Comparison of Pharmacokinetics and Pharmacodynamics of two different dosing regimens of Proleukin® (IL-2) in Combination with rituximab: The effect of NK cell expansion.

Background: Published results from studies testing two different dosing regimens of IL-2 in combination with rituximab have shown that thrice-weekly dosing of IL-2 resulted in greater expression of NK cell as compared to a daily dosing (Gluck, et al. Clin Cancer Res 2004). Expanded NK cells are desired to drive effective rituximab induced ADCC. Here we report on the observed pharmacokinetic (PK) differences associated with the differences in pharmcodynamics (PD) observed with the two regimens.

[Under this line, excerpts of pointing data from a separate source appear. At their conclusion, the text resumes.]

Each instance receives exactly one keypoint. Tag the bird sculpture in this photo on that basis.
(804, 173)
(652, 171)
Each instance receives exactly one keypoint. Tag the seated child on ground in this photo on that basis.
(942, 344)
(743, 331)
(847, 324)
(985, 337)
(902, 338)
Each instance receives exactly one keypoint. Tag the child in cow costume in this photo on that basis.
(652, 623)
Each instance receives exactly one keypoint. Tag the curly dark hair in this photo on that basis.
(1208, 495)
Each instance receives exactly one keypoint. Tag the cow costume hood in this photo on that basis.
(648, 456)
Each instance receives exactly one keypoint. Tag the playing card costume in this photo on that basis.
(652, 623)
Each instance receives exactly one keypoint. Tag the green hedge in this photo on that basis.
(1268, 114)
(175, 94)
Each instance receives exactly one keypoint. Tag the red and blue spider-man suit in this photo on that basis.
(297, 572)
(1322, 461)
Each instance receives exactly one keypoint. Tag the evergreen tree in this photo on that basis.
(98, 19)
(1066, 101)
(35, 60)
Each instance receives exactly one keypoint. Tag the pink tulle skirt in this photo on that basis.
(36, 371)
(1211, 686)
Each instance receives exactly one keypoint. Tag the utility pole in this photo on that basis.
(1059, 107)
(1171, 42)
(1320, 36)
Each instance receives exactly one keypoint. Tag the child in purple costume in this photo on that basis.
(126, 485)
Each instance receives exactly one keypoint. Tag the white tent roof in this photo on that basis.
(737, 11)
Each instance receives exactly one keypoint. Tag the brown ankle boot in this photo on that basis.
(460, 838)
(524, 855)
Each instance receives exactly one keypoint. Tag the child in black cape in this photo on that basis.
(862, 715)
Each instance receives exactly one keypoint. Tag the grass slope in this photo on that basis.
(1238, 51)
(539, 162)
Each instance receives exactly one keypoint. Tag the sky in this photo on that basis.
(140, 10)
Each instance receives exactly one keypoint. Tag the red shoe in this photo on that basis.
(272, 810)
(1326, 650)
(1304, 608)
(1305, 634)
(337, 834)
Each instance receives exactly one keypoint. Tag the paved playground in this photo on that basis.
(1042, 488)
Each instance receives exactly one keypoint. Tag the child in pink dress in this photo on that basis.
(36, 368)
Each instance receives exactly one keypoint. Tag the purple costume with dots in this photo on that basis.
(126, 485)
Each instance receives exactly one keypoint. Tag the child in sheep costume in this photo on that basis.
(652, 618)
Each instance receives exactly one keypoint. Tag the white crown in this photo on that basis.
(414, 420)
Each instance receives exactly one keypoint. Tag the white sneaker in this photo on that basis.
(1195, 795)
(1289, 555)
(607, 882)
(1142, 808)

Methods: Two different subcutaneous (SC) IL-2 dosing regimens in combination with rituximab (375 mg/m² weekly IV infusions weeks 1 through 4) were studied: daily IL-2 (6 MIU daily weeks 2–5) versus thrice-weekly IL-2 (14 MIU weeks 2–5) resulting in a total of 42 MIU weekly for each regimen. Serum samples for IL-2, rituximab, and soluble IL-2 receptor (sIL-2r) were analyzed using an ELISA assay. Anti-IL-2 and anti-rituximab antibodies (Ab) were also determined. IL-2 and rituximab serum concentration-time data were analyzed by model-independent methods using WinNolin.

Results: Daily dosing of IL-2 exhibited time-dependent pharmacokinetics characterized by lower concentrations of IL-2 upon repeat SC dosing. An increase in IL-2 clearance coincided with an increase in sIL-2r concentrations in the systemic circulation. By the fifth dose, sIL-2r concentrations reached steady state at approximately 2–3 times higher concentrations than the baseline value. In contrast, the thrice-weekly dosing of IL-2 demonstrates no time-dependent kinetics; there were no observed differences in IL-2 plasma concentrations after the first dose or after repeated dosing. Surprisingly, a similar increase in sIL-2r levels from baseline was observed after multiple thrice-weekly dosing of IL-2. The pharmacokinetics of rituximab was similar after daily or thrice-weekly regimens of IL-2 and were comparable to values reported in the literature. The incidences of Ab against IL-2 and rituximab were low (<7%).

Conclusion: Concomitant administration of IL-2 with rituximab is well tolerated, with no evidence of pharmacokinetic interaction. Thrice-weekly dosing regimen results in more sustained plasma IL-2 levels with repeated dosing than daily IL-2 dosing. Hence the sustained plasma levels and AUC associated with the thrice-weekly dosing potentially explains why this regimen results in greater NK cell expansion that does the daily dosing.